In our sample, the THL_n_ for the less-cited articles was 0 (53% of the tweets were tweeted on day 0), while the THL_n_ of highly cited articles was 1 (on day 0, 37% of all tweetations occurred, while on day 1, 21% occurred, in total 58% by day 1). illustrates this. It may at first seem surprising that less-cited articles appear to show a quicker and proportionally higher response on the first days, but it should be kept in mind that the absolute counts of tweetations for more highly cited articles are higher than for the less-cited articles. Low-impact articles are tweeted and retweeted mainly on day 0 and day 1. Highly cited articles continue to be retweeted widely, which depresses the relative proportion of tweetations on days 0–3.

Figure 11. Tweetation curves: cumulative tweetations (tw_n_), as a proportion of all tweetations sent within 30 days.

View this figure

Twindex

As a final metric I propose (and JMIR will use) the twindex (tweetation index), which is a metric ranging from 0 to 100 indicating the relative standing of an article compared to other articles. I define the twindex7 of specific article as the rank percentile of this article when all articles (the specific article and articles from a comparator group) are ranked by the twimpact factor tw7. The comparator articles should be similar articles published in a similar time window (eg, other articles in the same issue, or the 19 articles published previously in the same journal). If an article has the highest twimpact factor tw7 among its comparator articles, it has a twindex of 100. If it has the lowest twimpact factor, it has a twindex of 0. In this study, articles with a twindex > 75 often also turned out to be the most-cited one.

Discussion

Principal Findings

To my knowledge, this is the first systematic, prospective, longitudinal article- and journal-level investigation of how mentionings (citations or tweetations) of scholarly articles in social media accumulate over time. It is also the first study correlating altmetrics to subsequent citations. I have discovered important regularities that will be very useful for others interested in applying and developing social media-based impact metrics, not only in the context of scientometrics.

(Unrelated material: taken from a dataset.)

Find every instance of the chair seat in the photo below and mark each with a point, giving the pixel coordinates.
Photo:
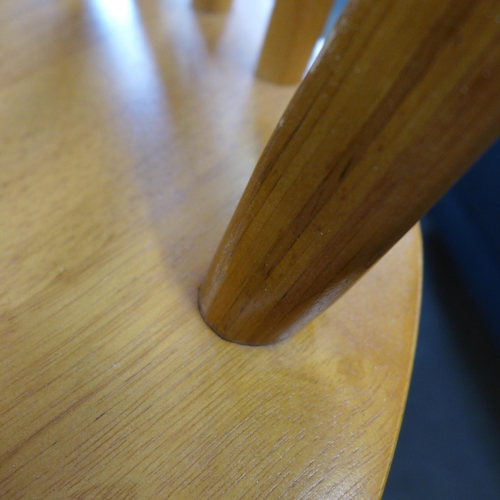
(129, 135)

This paper shows that buzz in the blogosphere is measurable, and that metrics can be derived that are somewhat correlated with citations. Citations from Google Scholar seem more closely correlated with tweetations than are citations from Scopus, which likely reflects the fact that Google Scholar includes a wider range of citing sources, especially from nonjournal documents []. The Spearman rank correlations are poorer than Pearson correlations, probably because among the less-tweeted articles tweetations are sparse, and often as few as 1 or 2 tweetations make a difference on the ranking of an article. The correlation is, however, strong enough that we can make surprisingly accurate binary predictions along the lines that highly tweeted articles are 11 times more likely to end up being highly cited.

Correlation is not causation, and it harder to decide whether extra citations are a result of the social media buzz, or whether it is the underlying quality of an article or newsworthiness that drives both the buzz and the citations—it is likely a combination of both. It is not inconceivable that exposure on Twitter leads to a few extra citations: social media are often used by scientists “to catch useful citations...scholars might not otherwise be exposed to” [], and many scientists see the value of Twitter in being a constant live literature alert service crowdsourced from peers. Tweets contain hyperlinks to articles, and hyperlinks may affect the ranking in search engines such as Google and increase the visibility for researchers.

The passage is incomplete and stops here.